Smith’s remarks were contested by Professor Peter Weissberg, from the British Heart Foundation, saying: “The most commonly used statins are off patent, which means the drug companies no longer have any financial incentive in expanding the market.”
“It is the medical community who is pushing for wider use of statins since they are convinced by the evidence this will reduce heart attacks and strokes in the future,” Weissberg told Mail Online.
Smith pointed out to a 2008 study (Coronary Heart Disease Statistics) which found the heart disease rate did not decline between 1994 and 2006 in men aged 65 to 94 yet high cholesterol levels dropped by 40 percent.
“I hope that the film will prompt more people to ask their doctor questions like: if I take this cholesterol medication, how much longer might I live?” remarked Smith. “This question is important because most people will not receive life extension from statins.”
He added that negative side-effects of statins were not given enough prominence.
Maureen Talbot, Senior Cardiac Nurse at the British Heart Foundation, also disagreed with Smith’s views.
“Statins are now a very important part of the lives of millions of people and play a vital role in both lowering cholesterol and helping prevent heart attacks,” she said. “Their importance shouldn’t be underestimated and the potential risk of side effects are outweighed by the proven benefits. The use of statins is the main reason why fewer people have high cholesterol levels now compared to 20 years ago.”
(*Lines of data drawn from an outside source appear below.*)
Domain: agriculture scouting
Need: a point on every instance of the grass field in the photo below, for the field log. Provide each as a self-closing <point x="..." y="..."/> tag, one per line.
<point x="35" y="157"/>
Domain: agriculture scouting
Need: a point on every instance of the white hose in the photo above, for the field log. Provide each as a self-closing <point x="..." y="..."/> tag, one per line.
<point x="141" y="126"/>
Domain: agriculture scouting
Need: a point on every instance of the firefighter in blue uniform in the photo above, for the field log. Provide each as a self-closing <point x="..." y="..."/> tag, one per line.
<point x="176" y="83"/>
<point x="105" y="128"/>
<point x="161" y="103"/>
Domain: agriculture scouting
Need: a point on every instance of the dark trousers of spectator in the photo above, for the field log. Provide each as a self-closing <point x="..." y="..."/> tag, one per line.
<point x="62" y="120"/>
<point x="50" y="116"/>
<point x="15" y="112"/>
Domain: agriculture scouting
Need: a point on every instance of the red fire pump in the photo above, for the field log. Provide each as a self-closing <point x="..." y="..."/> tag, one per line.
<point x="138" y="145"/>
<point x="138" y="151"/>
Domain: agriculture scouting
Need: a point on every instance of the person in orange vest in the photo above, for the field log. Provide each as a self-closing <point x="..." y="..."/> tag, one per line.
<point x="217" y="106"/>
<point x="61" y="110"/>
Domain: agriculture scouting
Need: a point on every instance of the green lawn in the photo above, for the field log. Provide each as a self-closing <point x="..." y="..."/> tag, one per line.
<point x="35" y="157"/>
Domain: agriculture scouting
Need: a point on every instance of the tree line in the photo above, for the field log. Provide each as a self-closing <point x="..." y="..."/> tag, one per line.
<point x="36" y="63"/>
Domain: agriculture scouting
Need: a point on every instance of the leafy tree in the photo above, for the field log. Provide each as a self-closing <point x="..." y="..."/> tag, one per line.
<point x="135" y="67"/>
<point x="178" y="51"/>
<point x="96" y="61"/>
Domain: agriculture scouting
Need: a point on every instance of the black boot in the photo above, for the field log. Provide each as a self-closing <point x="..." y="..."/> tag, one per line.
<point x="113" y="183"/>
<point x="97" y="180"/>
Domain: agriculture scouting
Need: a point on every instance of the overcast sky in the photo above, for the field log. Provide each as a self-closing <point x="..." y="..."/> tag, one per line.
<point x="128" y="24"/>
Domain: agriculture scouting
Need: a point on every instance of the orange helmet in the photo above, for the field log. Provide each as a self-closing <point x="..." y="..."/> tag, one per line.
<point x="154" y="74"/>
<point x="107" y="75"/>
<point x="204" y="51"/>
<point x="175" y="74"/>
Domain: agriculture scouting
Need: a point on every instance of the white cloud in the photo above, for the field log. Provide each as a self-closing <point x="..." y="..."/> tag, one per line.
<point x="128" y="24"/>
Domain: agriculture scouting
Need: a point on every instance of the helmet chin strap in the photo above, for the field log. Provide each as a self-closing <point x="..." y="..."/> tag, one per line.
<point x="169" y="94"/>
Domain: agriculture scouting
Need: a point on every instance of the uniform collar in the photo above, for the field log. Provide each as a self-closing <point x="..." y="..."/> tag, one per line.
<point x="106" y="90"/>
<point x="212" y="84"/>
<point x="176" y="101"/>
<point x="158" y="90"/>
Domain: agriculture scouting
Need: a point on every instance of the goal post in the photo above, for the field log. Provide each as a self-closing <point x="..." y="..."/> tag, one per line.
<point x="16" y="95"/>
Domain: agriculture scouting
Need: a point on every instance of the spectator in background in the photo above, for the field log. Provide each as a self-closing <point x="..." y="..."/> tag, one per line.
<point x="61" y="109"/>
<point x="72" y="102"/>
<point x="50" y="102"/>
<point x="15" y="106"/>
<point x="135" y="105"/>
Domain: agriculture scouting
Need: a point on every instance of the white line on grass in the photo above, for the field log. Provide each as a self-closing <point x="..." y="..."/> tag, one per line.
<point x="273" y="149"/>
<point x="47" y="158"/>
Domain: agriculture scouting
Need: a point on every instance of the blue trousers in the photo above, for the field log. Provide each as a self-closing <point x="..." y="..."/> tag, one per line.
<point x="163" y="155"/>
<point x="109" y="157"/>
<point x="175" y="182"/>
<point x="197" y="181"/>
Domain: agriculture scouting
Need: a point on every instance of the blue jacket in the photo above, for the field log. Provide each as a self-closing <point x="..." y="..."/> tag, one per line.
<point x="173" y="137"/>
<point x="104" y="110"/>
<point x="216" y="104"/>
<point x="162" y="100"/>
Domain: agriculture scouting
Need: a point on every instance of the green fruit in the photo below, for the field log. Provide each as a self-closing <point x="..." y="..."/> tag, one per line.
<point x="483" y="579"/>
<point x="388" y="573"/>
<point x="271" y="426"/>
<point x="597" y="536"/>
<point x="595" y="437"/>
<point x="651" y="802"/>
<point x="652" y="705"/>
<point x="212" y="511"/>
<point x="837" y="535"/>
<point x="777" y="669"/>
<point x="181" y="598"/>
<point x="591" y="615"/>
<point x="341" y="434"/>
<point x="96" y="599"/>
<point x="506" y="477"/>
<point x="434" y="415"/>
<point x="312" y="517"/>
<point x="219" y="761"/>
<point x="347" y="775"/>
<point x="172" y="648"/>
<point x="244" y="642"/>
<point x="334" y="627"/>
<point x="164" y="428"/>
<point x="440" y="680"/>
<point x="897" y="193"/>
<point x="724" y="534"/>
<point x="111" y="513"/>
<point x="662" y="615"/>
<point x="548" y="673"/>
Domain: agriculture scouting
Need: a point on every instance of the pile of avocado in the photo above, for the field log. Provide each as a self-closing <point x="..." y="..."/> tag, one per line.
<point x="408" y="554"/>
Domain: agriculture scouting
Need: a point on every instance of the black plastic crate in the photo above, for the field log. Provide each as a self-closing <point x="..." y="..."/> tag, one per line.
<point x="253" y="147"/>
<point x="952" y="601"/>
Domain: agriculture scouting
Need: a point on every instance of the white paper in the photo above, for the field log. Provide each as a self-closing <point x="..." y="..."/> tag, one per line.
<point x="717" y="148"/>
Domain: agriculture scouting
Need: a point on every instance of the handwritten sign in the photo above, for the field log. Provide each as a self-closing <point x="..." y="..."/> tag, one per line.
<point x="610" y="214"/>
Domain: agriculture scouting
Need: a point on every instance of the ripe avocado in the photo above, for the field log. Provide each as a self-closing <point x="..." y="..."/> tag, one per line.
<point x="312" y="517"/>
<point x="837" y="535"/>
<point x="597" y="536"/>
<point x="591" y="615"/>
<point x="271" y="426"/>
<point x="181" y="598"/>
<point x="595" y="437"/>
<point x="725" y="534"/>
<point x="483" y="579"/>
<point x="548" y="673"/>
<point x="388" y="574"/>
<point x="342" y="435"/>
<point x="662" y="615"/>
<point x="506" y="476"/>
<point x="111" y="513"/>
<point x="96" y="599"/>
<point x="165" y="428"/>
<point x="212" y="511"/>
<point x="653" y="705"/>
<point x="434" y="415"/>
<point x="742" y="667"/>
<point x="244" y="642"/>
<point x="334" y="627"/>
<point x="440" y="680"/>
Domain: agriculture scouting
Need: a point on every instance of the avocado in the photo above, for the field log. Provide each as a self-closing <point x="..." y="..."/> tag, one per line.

“Your body will always make cholesterol so if you stop taking a statin it’s likely your cholesterol levels will rise. So, if you’re prescribed a statin make sure you take it every day because they’re most beneficial when you take them on a long-term basis. If you develop side effects see your GP as the medicine or dose can be changed.”
“It’s worth remembering though that you may be able to head off the prospect of being prescribed statins by eating a healthy balanced diet, keeping physically active and maintaining a healthy weight and body shape,” expressed Talbot.
“The 'take home' for clinicians is to know what the risk factors [for diabetes] are,” Larry Deeb, former president of medicine and science for the American Diabetes Association, told USA Today. “But very often if you throw diabetes into the mix, it's cardiovascular disease that will kill them.”
By no means, though, should everyone with diabetes be on statins, Deeb warned -- unless they have other risk factors for heart disease.